1. Upgrade the Insulation
Asbestos was used for decades as insulation in homes and as a flame retardant. Unfortunately, if asbestos becomes airborne, the fibers can get lodged in the lung’s lining and lead to deadly cancer. Therefore, the EPA banned asbestos in homes but not until 1989.
Many older homes have had the asbestos removed, but not all of them. A home inspector can guess if there is asbestos in the home, but the only way to be sure is to have the home tested. Asbestos is typically found as insulation in the basement and as insulation wrapping on water pipes.
2. Upgrade the Paint
If you are purchasing a home that was built prior to 1978, chances are that you could be dealing with lead paint. Lead paint is so dangerous that by federal law if you have children under the age of six living in the home, you must remove the lead paint.
A home that has been confirmed to have lead paint can present a series of expensive issues that as a homeowner you need to be aware of and need to do the upgrades to repair.
Another thing to consider even if your home isn’t as old as that is the last time it was decorated. The paint can be discolored over time, look old, and also start to peel away in places. If it feels like a big job, then you could call in the experts of residential painters to ensure that the job gets done efficiently. They can take care of things such as smoothing the walls, getting rid of old paint, and making sure the walls are in good condition to accept new paint. A fresh coat will always make your older home look and feel new again.
3. Upgrade Issues with the Water Source
The human body is over 70 percent water. This means having access to clean drinking water is essential for life. Unfortunately, around the world, over 780 million people do not have access to clean water. Water provides nourishment and is the best way to avoid dehydration.
Sadly, because water is so essential for a living, people will drink it even if it does not taste right and is contaminated. There are several issues when updating an older home that can contaminate the drinking, cooking, and bathing water.
If you are buying an older home, it might have an old-style water source.
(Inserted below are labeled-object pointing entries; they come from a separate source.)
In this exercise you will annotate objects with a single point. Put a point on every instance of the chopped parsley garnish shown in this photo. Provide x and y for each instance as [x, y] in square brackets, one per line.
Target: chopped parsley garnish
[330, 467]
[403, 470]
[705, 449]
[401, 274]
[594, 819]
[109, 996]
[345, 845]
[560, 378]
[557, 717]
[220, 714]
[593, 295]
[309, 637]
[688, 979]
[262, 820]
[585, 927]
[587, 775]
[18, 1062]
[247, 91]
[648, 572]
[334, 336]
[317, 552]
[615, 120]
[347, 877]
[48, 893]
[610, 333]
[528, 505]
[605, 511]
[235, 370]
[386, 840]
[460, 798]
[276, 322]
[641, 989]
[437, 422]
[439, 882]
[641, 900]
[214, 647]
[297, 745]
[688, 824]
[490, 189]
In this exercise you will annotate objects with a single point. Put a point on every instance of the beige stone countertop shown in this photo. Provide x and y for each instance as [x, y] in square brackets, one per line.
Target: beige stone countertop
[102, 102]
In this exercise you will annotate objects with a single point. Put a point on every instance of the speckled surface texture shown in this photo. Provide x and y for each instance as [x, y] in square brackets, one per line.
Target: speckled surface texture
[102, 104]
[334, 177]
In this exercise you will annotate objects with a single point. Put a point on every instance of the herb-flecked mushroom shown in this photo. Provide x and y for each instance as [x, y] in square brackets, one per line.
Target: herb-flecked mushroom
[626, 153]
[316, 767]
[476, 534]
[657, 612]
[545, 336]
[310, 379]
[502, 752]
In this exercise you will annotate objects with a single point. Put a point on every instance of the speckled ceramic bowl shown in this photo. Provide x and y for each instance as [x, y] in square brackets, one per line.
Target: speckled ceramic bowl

People used to use hand-dug wells as their water source. Hand-dug wells might be shallow, which increases the risk of contaminants.
The importance of clean water in the home cannot be overstated. Therefore, it’s important to test the water when updating an older home, identify any contaminants, and then make the upgrades to improve the quality of the drinking water.
Lead can easily enter the drinking water if there is corrosion in plumbing materials. Homes that were built prior to 1986 might have lead fixtures, pipes, and solder.
Even homes built after 1986 could have plumbing that is technically “lead-free” but might contain up to eight percent lead. Replacing a lead plumbing network can be costly. When you consider the effect contaminated water could have on your health, the cost is worth it.
4. Upgrade the Electrical System
Older homes were not built for energy efficiency. Electrical systems in older homes were not designed to keep up with the use of large-screen televisions, mobile devices, washers and dryers, and other electronic equipment constantly in use today.
If you use a lot of electronics, it’s good to have the electrical system in the home reviewed and updated to meet your needs. Keep an eye out for knob and tube wiring.
Popular in the late 1800s through the early 1900s, it fell out of use around 1950. When this style of wiring is coupled with modern fuses that have been rated for high currents, the result is heat damage or even fire.
Remember when updating an older home that the outlets are not grounded. There are cheap adapters that you can purchase, but you can’t use those long-term without damaging your devices.
5. Update the Roof
Like all other systems in the home, the roof will eventually give out. If you see that your roof is missing shingles or that moss or other growth is overtaking your roof, it’s a good idea to have a professional inspect the roof.
You may think you need a small repair, but the inspector may discover structural issues that you can’t see from the ground. These issues are common when you are updating an older home.
Final Thoughts on Updating an Older Home
Purchasing an older home can feel like buying a piece of history. It’s exciting. However, older homes have more problems than newer properties, so it’s worthwhile to do your due diligence and upgrade aging systems in the home.
By following the tips suggested above when updating an older home, you can avoid the most common problems others run into when updating an older home.